Komitmen dukungan juga datang dari perwakilan pemerintah. Balai Pelestarian Kebudayaan Sulteng dan Dinas Pendidikan dan Kebudayaan Kabupaten Sigi, menyatakan dukungannya terhadap setiap kreasi untuk menghidupkan kembali tradisi tempo dulu agar kembali diingat dan dibiasakan pada kehidupan manusia modern.
Ketua DPD PAPPRI Sulteng, Umaryadi Tangkilisan mengatakan, setiap kreasi seni yang dihasilkan akan dicarikan mediumnya untuk eksis. Baik itu musik modern maupun musik tradisi. Keduanya sama pentingnya. Sama terhormatnya, untuk mendapat tempat yang sama baiknya dalam lanskap musik di daerah ini.
Pada pertunjukan yang berlansung dua jam lebih itu, audiens disuguhi cinta sederhana sepasang kekasih tempo dulu melalui Tendo Tendo, dunia polos anak balita melalui syair Keti Keti Dodio, serta kejenakaan yang tulus melalui Ina Ina Riumba Colo. Hingga Band Kodara dengan irama hip rocknya membuat energi tradisi masa lalu serasa mengalir kembali ke urat nadi musik modern.

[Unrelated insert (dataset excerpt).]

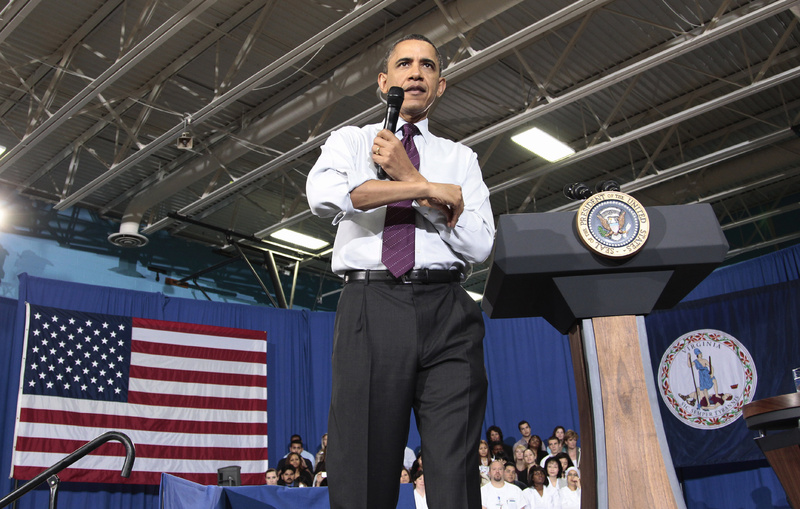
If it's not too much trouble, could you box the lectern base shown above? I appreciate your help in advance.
[569,316,686,509]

Malam tadi, di Hall 168House menjelaskan dengan gamblang, tentang zaman yang terus berisik tapi jejak nada-nada lama menghidupkan kembali nyanyian yang terlupa, terhimpit dalam ingatan penikmat musik modern. Malam tadi, syair dan lirik tembang generasi tua itu bersinar kembali di tengah hiruk pikuk dunia yang serba cepat.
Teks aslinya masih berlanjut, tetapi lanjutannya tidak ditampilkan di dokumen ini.